É importante lembrar que Bernie Sanders, embora concorra pelos democratas, na prática é independente, representando uma ala mais à esquerda no atual partido democrata. Sua candidatura não é o maior dos sonhos de Clinton, Biden e outros. A proposta de mudança de ordem do voto foi negada e não foi pra frente. Bernie Sanders retribuiu com ataques contra Biden, “corrupto”, Warren, “mentirosa”, e Bloomberg, “oportunista”. A luta fratricida só gerava manchetes negativas, enquanto Trump surfava de um comício a outro, na final do futebol americano universitário e tuitando contra o impeachment.
Para tentar contornar todos esses anos de ataques ao partido, os democratas anunciaram mudanças para as prévias de Iowa. A primeira etapa das prévias consiste nos caucus, algo muito diferente do que temos no Brasil e que parece um palavrão. A ideia das mudanças era tornar o voto mais inclusivo, interativo e ágil. Escrever isso depois do que aconteceu desperta risos. O diretório democrata de Iowa disse que os resultados apresentaram “inconsistências”, adiou a publicação dos números, o app que seria inclusivo não aguentou o tráfego, não tinham linhas telefônicas suficientes e tudo está sendo feito à mão.
Representantes distritais não conseguiram comunicar os resultados para o diretório central. As teorias da conspiração começaram a pipocar. Por exemplo, um dos distritos com mais problemas foi o de Black Hawk, com maioria da população afro-americana pró-Bernie Sanders. Veio a publicação carta dos advogados da campanha de Biden, ameaçando judicializar a disputa e acusando o diretório estadual de “falhas consideráveis”. Bernie Sanders declarou-se vencedor do pleito, baseado em “fontes internas”; ou seja, se números oficiais negarem isso, está pronta a acusação de armação.

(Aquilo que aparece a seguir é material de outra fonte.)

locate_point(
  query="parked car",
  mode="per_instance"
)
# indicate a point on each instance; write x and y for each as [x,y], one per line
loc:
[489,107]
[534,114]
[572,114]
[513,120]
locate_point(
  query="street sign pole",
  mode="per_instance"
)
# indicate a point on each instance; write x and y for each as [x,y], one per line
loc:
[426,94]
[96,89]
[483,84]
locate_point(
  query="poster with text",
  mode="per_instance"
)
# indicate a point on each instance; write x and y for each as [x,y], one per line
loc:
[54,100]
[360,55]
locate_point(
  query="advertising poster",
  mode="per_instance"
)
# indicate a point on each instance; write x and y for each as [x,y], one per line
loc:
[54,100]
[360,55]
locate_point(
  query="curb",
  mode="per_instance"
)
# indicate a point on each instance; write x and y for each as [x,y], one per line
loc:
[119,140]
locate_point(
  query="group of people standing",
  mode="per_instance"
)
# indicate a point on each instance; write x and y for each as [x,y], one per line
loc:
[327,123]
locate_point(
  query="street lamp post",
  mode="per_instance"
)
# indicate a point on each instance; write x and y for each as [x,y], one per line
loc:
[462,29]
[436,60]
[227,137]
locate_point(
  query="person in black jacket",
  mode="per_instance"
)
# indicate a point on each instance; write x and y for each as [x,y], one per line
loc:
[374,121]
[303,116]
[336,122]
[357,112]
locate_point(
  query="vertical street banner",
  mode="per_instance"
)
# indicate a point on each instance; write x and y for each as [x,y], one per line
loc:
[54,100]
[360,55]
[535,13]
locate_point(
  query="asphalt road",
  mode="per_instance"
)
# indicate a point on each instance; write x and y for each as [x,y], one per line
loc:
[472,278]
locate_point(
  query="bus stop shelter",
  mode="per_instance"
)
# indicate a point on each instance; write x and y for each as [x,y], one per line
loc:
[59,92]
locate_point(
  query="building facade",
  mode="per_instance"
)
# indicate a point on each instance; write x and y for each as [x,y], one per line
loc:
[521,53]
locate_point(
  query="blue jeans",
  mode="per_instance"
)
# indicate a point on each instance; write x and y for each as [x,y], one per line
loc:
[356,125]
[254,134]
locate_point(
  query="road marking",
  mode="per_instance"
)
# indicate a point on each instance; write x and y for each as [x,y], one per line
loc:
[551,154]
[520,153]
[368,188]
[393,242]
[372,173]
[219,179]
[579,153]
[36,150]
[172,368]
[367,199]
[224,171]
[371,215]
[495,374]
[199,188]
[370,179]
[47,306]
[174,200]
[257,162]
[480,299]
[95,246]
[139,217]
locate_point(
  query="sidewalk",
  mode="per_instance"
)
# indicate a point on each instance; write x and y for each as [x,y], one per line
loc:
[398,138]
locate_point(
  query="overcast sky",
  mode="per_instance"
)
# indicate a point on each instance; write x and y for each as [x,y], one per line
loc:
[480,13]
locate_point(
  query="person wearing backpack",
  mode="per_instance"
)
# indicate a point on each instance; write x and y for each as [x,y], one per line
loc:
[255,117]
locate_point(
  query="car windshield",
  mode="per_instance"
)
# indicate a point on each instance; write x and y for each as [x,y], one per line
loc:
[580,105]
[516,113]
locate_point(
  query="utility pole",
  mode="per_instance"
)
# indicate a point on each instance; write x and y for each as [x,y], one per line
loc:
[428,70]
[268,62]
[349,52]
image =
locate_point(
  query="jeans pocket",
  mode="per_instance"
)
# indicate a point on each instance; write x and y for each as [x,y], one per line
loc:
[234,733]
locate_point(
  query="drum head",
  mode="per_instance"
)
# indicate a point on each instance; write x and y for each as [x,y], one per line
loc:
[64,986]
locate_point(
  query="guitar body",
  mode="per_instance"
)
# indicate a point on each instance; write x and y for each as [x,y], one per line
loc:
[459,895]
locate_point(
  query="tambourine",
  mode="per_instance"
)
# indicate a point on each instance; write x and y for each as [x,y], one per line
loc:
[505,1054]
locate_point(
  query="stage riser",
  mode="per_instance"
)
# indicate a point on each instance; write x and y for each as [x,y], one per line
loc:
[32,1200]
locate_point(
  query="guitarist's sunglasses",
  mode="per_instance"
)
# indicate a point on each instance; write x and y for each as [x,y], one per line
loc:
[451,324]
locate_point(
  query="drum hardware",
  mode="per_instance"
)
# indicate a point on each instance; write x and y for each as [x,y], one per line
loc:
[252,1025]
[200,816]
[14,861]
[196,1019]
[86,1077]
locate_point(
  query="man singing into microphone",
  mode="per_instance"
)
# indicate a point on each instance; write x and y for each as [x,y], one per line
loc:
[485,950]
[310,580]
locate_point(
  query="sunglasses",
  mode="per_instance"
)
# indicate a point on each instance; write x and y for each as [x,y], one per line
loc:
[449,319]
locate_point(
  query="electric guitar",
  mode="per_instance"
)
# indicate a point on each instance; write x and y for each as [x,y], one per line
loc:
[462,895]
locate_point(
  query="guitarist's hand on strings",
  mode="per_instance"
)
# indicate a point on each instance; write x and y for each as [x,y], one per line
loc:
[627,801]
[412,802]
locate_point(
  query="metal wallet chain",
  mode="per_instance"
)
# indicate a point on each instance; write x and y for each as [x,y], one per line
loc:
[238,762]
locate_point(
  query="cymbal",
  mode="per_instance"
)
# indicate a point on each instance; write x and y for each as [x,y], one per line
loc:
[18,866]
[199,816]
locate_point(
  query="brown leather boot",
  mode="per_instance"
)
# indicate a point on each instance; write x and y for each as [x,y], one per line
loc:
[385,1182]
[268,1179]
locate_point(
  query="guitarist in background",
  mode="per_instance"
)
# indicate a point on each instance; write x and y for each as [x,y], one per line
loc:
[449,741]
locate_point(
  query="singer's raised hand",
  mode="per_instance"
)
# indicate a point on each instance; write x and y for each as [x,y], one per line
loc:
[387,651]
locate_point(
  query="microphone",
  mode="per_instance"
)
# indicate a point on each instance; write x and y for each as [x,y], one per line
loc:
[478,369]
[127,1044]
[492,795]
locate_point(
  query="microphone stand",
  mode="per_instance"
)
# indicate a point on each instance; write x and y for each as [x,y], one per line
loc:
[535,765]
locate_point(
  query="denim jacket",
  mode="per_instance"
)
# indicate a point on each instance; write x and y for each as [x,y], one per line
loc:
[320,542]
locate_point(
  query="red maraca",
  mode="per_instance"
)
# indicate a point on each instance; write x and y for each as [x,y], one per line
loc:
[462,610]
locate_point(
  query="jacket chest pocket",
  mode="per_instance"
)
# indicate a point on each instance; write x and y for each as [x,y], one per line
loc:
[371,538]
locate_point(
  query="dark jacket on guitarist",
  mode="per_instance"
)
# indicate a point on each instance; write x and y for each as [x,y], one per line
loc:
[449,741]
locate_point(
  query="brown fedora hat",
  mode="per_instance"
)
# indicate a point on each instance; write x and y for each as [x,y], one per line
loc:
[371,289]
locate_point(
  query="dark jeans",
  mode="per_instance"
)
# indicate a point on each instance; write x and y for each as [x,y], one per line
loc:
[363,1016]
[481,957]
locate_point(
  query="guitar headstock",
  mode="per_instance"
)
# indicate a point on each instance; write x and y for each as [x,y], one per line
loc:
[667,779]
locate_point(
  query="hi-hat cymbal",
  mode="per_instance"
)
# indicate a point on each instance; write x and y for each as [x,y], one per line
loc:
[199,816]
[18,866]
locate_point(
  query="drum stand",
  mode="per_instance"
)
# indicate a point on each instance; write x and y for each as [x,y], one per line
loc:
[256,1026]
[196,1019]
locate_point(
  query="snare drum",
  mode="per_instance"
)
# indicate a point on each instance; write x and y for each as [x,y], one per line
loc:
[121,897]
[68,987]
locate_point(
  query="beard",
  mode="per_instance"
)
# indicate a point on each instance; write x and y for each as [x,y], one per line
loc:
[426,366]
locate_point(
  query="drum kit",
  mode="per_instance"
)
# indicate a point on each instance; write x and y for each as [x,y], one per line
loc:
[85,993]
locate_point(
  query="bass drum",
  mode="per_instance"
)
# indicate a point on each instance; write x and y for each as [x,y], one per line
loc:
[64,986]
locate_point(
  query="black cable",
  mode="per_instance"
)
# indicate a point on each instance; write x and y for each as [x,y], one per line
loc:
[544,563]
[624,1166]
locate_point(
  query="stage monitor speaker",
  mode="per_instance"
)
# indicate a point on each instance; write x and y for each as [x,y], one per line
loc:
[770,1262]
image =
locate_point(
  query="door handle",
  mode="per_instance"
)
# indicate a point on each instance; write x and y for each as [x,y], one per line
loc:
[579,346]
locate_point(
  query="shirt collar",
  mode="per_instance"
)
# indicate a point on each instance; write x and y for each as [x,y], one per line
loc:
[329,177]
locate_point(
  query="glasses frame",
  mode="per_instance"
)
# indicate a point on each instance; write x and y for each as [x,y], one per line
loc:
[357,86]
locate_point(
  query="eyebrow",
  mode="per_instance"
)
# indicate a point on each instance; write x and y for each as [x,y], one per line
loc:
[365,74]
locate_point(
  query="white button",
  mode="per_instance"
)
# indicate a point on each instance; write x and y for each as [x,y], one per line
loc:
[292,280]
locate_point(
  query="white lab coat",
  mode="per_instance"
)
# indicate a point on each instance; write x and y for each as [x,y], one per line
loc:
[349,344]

Do que adianta ficar meses, anos, batendo em teclas éticas, contra a centralização, defendendo o seu partido como bastião da democracia, e não conseguir realizar uma eleição interna sem incidentes em um estado cuja população total é de apenas três milhões de pessoas? Mudanças de regras, suspeitas sobre transparência (a ironia!), uma campanha agressiva e agora marcada por um fiasco no que deveria ser a largada da corrida. Novamente, pode-se gostar ou odiar Trump, tanto faz, o que não é possível é negar a realidade de que ele está ainda mais favorito e com um belo sorriso estampado na cara.